If you know all about Maven skip down to A DNS Record for Maven Repositories
Most people that do software development and/or deployment on environments that run on the JVM (Java Virtual Machine), have come across Apache Maven (or tools such as Apache Ivy that interface with Maven repositories), and know that it is a great tool for managing dependencies for applications. Most Open Source and commercial (or semi-commercial) software packages and modules offer public Maven repositories to get the components (and the right versions of them) automatically downloaded when you are building/assembling your application.
There is also challenges, such as Maven allows you to declare dependencies, and automatically resolve dependencies in third party modules, but what if that particular module is not available in the public Maven repository, where can you find it? You often end up googling for things like “+org.restlet +maven +repository” to find where that particular module is published and downloadable for Maven, and adding that repository either to the build files (for Maven, Ivy etc) or to your maven settings in your home directory.
I think this could be done much more automated, and thus I am proposing an introduction of a DNS record to expose Maven repositories and have Maven (and other tools that use Maven repositories) be able to resolve these repository end-points automatically.

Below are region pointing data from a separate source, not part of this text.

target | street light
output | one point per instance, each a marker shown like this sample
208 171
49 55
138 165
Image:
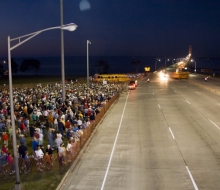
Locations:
166 62
88 42
70 27
195 64
156 63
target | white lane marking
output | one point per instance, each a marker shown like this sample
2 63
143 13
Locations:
159 106
171 133
191 177
113 148
188 102
214 124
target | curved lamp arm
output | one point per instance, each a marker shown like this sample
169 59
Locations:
71 27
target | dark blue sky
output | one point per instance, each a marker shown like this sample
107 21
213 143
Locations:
115 27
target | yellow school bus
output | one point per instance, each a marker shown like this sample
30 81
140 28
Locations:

A DNS Record for Maven Repositories
The standard I propose would make it easy for anybody, open source project or commercial software company, to publish a pointer to a Maven Repository (and it can even be fully or partially protected for commercial modules) through a simple DNS entry, and then have Maven automatically resolve that repository.
The whole idea is to allow the owners of an domain to declare a pointer in their DNS that tells Maven where to find the Maven Repository associated with that domain.
This is an example DNS record of how to declare a Maven Repository (this would be part of the DNS zone file):
@ 3600 IN TXT "maven-repository=https://nicolaiwadstrom.com/maven2/"
Try this for my domain, in a Mac OS X, Linux or Windows terminal/command prompt enter:
nslookup -type=txt nicolaiwadstrom.com
This should give a response as follows:
Server: 172.16.1.1 Address: 172.16.1.1#53Non-authoritative answer: nicolaiwadstrom.com text = "maven-repository=https://nicolaiwadstrom.com/maven2/"
This would in the standard I propose here, tell Maven that for all packages with an Maven Group ID (or organization identifier) of “com.nicolaiwadstrom”, the primary repository is located at “https://nicolaiwadstrom.com/maven2/”.
We always reverse the the Maven Group ID (or Organization in other words), we are always asking the authority (owner of that domain/DNS, such as nicolaiwadstrom.com) for the packages that are part of “com.nicolaiwadstrom”.
This do not mean that we fix any existing problems with man-in-the-middle DNS attacks, but we do not introduce additional security issues (as anybody in the middle can spoof any existing Maven repositories, such as the central Maven repository). Existing standards such as DNS Sec should be used to address those concerns.
Multiple repositories with priorities. This standard would typically need to support multiple repositories to support fail-over etc. Proposed format for this would be to have multiple DNS entries, and prepend the priority such as:
@ 3600 IN TXT "maven-repository=10;https://maven1.nicolaiwadstrom.com/maven2/"@ 3600 IN TXT "maven-repository=20;https://maven2.nicolaiwadstrom.com/maven2/"@ 3600 IN TXT "maven-repository=30;https://maven3.nicolaiwadstrom.com/maven2/"
This would be resolved as 3 different URL’s for this Maven repository, top priority is “https://maven1.nicolaiwadstrom.com/maven2/”, if that can’t be reached (or does not contain the component, or version referenced), “https://maven2.nicolaiwadstrom.com/maven2/” should be tried and finally “https://maven3.nicolaiwadstrom.com/maven2/”. This also allows open source projects that are available in the central Maven repository to point to that as a primary resource, and have lookups fail-over back to their own servers.